Calculate the median percent change in dominant arm strength separately for each genotype by modifying the first example above.

# median percent change in dominant arm strength by genotype

Practice problems

These problems may look lengthy at face value, but the calculations are rather brief. A suggestion is: determine which calculations are required for each part and focus on doing those calculations first; then look back over your results to interpret them and answer the prompts.

  1. [L3] Use the census data again from the previous problem set and carry out the following descriptive summaries.

    1. Make a histogram of total personal income. Choose the binning so as to capture the shape well but not obscure too much detail. Are there outliers?
    2. Compute the mean and five-number summary of total personal income. Which measure of location is most appropriate and why?
    3. Compute the interquartile range and standard deviation of total personal income and interpret them in context. Which measure is more appropriate and why?
    4. Compute the median total personal income separately for men and women.

  1. [L3] Data from Chen, W., et al., Maternal investment increases with altitude in a frog on the Tibetan Plateau. Journal of Evolutionary Biology 26-12 (2013) includes measurements pertaining to egg clutches of several populations of frog at breeding ponds (sites) in the eastern Tibetan Plateau.
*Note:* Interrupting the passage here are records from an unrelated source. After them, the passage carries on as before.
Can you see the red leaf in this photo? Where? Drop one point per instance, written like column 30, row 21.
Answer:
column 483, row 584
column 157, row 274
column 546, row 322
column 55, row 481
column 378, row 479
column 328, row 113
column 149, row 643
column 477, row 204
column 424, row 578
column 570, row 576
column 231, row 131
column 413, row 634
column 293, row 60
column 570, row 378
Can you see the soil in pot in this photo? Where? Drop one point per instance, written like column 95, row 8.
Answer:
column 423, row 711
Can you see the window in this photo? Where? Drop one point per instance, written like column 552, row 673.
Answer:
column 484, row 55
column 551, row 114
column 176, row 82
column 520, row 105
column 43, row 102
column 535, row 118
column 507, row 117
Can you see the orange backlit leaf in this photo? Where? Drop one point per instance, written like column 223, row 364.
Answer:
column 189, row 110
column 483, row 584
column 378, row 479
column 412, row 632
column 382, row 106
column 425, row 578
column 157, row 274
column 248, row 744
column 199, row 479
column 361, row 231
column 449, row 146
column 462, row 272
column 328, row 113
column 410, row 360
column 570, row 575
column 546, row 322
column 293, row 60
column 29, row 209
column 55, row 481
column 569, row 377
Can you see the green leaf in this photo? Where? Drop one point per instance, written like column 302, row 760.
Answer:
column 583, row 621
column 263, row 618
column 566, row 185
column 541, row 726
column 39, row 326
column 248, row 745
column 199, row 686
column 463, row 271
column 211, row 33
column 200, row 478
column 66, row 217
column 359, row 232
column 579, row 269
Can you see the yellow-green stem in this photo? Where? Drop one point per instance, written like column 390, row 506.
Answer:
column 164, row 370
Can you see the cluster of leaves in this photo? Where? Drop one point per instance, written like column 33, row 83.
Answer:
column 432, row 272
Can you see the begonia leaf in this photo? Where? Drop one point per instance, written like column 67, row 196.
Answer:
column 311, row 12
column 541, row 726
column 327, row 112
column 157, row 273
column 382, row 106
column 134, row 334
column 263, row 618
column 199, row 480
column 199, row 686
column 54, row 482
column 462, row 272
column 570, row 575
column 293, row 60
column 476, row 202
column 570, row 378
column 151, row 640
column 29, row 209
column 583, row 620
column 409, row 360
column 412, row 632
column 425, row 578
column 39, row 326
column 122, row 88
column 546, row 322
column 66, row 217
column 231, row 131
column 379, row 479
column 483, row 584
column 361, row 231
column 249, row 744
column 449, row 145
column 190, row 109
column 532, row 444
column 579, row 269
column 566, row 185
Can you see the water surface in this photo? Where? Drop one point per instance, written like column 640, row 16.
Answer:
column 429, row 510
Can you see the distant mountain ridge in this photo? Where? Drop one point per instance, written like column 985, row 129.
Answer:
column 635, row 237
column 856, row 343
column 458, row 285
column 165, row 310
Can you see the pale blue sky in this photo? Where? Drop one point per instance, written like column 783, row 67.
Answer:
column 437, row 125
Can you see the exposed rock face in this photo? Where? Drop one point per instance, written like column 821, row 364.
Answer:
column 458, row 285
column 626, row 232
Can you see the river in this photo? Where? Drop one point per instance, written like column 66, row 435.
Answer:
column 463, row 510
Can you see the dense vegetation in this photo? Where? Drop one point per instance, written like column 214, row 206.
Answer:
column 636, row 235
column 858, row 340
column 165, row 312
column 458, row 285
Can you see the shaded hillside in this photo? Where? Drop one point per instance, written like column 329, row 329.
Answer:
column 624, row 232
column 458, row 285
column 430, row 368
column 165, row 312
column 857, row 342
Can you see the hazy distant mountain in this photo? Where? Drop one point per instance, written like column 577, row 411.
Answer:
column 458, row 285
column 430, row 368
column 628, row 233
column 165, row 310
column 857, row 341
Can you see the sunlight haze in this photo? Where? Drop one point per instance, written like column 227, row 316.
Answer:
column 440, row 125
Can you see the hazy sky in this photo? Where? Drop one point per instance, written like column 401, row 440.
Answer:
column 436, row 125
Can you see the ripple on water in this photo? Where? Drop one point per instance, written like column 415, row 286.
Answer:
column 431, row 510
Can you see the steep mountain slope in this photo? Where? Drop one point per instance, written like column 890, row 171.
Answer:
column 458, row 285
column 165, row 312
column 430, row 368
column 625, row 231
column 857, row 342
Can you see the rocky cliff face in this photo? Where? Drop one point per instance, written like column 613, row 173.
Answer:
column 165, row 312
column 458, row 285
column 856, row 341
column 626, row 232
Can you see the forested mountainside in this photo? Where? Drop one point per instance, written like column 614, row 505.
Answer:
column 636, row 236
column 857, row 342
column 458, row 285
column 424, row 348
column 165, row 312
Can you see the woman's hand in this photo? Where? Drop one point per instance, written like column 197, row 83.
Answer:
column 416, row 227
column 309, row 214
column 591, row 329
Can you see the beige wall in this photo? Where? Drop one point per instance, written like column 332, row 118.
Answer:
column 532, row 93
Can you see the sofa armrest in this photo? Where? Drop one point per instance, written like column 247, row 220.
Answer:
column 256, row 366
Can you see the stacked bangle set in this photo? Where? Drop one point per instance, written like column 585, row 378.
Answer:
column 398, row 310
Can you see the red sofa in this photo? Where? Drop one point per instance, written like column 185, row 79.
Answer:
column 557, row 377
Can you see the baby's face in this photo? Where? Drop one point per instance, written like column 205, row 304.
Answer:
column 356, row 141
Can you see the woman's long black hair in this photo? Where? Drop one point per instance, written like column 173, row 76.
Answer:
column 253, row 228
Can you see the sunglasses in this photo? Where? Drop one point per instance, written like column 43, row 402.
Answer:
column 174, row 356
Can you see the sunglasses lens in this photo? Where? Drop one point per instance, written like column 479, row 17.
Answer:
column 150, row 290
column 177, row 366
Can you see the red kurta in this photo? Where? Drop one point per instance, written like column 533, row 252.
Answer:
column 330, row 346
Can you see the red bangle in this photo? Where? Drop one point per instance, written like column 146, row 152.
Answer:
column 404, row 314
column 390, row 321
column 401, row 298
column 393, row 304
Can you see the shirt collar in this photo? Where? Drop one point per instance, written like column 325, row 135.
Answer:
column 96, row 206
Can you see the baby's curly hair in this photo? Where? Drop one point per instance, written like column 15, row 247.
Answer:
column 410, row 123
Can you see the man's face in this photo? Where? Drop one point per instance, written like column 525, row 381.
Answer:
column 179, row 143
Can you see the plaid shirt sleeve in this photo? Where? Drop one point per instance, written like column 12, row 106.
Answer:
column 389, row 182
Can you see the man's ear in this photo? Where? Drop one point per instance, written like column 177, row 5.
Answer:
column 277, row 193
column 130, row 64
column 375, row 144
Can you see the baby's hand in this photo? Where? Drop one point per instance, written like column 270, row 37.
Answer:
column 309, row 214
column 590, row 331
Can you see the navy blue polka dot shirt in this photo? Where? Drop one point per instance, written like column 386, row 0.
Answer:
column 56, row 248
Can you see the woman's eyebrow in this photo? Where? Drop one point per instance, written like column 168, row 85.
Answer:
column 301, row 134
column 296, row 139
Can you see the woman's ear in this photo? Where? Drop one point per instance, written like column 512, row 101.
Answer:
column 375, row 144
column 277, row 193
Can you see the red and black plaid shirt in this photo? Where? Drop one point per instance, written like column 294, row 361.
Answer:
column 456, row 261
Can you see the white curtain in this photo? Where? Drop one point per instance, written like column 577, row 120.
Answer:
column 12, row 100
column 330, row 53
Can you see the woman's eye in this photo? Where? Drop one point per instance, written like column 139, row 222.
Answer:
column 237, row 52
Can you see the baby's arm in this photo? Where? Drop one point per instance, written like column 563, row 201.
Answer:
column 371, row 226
    1. How many samples were collected at each site?
    2. Compute the frequency distribution of site altitudes among samples collected in the study.
    3. Make a barplot of the frequency distribution from (a). Are samples collected more or less uniformily across altitudes? If not, which altitudes are most represented in the sample?
    4. Make a histogram of clutch volumes. Describe the shape and number of modes.
    5. Calculate the mean and five-number summary of clutch volume.
    6. Calculate and interpret the standard deviation, variance, and interquartile range.
    7. Calculate the average clutch volume separately for each altitude. Does average clutch volume seem to differ by altitude?
    8. [optional] Devise a way to calculate the average absolute deviation.